I've grown to dislike the typical tail measurements completely. What I usually look at these days is what share of unique users experience an "unacceptable experience" over a measurement period instead.
I find it much more inquisitive and visceral, to the extent that p99 now boggles my mind. 2N would be dreadful as an availability figure, yet for UX it's treated very different. So much so that my measurements corroborate exactly that; good UX requires the same many-nines reliability as e.g. DCs, not one or two.
I wonder if it's p90 and p99 to blame for the shoddy services we have, in a way. It's pretty hard to argue for fixing something when it's presented as only going wrong 0.5% or less of the time after all. Even if at scale that means most of your users are experiencing it weekly.

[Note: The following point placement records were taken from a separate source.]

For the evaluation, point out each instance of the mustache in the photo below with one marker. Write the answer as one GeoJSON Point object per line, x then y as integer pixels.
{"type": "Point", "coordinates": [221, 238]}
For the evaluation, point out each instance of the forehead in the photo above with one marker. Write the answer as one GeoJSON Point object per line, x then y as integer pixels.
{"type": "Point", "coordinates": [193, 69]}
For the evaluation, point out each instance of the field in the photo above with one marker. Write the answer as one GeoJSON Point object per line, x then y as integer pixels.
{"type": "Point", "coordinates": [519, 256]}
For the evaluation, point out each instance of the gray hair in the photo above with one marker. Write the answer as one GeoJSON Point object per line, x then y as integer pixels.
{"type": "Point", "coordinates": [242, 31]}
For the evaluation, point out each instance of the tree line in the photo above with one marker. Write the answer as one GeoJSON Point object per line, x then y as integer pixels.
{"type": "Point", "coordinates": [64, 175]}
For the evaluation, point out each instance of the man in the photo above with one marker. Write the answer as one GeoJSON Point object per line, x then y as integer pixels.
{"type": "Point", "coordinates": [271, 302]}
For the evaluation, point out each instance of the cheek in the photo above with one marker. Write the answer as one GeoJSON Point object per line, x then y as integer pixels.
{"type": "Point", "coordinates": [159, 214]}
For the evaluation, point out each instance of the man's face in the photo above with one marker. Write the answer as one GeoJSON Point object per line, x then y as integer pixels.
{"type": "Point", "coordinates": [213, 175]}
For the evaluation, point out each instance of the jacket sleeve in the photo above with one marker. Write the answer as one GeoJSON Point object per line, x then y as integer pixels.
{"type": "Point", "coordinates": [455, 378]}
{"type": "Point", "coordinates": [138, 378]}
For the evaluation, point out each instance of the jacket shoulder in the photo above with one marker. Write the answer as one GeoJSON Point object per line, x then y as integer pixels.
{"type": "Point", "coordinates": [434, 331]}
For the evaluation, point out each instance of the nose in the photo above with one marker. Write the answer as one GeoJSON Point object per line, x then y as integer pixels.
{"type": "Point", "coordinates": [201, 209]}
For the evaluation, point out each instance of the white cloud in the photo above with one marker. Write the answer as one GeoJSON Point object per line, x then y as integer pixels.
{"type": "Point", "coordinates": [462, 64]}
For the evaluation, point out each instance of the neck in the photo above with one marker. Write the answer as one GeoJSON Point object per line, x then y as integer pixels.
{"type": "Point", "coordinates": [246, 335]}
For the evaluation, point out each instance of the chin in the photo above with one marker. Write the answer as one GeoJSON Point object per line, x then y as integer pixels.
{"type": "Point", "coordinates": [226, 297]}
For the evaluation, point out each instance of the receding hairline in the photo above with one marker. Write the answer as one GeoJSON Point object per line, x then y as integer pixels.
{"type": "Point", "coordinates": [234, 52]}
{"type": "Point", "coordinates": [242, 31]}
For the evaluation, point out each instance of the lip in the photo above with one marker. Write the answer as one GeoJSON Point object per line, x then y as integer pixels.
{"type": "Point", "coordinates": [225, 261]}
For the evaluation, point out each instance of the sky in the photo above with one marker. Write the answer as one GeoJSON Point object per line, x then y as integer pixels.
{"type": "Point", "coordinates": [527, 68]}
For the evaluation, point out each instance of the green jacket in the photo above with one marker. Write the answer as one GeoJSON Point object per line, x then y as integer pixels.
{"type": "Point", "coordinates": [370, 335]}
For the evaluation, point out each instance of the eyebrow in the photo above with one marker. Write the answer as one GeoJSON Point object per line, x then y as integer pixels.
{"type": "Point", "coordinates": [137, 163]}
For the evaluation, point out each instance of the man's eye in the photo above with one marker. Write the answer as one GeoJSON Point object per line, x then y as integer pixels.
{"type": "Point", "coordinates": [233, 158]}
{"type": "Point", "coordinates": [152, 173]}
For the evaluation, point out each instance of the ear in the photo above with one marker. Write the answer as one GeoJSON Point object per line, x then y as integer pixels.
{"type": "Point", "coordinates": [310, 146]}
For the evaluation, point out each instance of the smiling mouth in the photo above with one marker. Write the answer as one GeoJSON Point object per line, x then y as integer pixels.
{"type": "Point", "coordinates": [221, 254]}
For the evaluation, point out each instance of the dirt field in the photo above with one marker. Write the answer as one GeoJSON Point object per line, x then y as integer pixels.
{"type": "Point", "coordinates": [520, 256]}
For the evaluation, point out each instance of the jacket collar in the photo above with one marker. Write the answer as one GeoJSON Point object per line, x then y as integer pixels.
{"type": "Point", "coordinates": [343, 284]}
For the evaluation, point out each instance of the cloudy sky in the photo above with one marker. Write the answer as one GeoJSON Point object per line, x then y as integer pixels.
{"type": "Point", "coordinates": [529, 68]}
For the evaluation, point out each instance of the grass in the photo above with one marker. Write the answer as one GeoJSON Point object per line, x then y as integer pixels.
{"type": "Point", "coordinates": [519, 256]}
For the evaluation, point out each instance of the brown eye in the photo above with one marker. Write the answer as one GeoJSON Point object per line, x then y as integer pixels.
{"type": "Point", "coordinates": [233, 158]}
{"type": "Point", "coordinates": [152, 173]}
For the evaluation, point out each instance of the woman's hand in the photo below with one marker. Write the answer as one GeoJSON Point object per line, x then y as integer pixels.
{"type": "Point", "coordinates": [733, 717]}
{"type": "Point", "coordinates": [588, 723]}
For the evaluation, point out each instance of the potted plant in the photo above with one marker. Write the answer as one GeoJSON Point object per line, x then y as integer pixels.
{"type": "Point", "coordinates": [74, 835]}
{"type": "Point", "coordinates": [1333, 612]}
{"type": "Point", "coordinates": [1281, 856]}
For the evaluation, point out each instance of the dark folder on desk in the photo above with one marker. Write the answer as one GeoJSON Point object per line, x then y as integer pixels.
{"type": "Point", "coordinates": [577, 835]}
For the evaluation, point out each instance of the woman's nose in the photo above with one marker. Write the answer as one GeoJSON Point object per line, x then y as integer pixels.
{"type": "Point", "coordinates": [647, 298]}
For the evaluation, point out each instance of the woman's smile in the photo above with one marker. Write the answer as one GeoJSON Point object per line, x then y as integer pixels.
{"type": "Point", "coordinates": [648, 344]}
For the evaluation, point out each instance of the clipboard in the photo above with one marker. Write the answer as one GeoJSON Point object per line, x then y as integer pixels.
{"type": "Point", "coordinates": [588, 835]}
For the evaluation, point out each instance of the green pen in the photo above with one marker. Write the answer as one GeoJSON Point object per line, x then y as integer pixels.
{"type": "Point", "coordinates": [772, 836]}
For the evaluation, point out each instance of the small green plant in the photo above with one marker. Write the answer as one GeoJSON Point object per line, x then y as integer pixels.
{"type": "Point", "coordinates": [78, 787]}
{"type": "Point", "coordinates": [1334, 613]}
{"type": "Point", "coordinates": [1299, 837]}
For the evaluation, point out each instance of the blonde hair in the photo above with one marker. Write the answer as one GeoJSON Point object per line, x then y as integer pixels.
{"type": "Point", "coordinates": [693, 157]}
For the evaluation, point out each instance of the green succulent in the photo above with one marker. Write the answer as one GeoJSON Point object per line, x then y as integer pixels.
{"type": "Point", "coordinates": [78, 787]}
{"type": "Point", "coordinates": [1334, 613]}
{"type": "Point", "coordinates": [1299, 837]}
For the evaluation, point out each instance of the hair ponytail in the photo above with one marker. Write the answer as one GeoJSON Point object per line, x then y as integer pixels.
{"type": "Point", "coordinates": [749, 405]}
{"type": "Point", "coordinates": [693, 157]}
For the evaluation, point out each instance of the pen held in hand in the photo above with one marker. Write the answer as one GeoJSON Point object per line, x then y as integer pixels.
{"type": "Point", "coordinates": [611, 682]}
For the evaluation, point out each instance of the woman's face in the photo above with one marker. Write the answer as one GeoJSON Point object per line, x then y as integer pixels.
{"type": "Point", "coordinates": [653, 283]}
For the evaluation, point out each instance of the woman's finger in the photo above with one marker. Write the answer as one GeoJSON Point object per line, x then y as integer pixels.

How does one measure unique users here in a way different from classic p99? I usually associate p99 with an SLO of some kind, and each request as a "unique user" for the service, so at first it seems like the same thing - measuring p99 with a SLO would say 1% of users are allowed to experience a time longer than our acceptable minimum T, and you're measuring the percentage of requests ("users") experiencing T and trying to keep it below 1% (e.g.).
Is the difference more about measuring a request "across services"? That is, the total cumulative p99 across services must be small i.e. linking all requests to a user and then measuring that? Or is the difference elsewhere?
If the former: are you taking traces and graphing that? What's your methodology?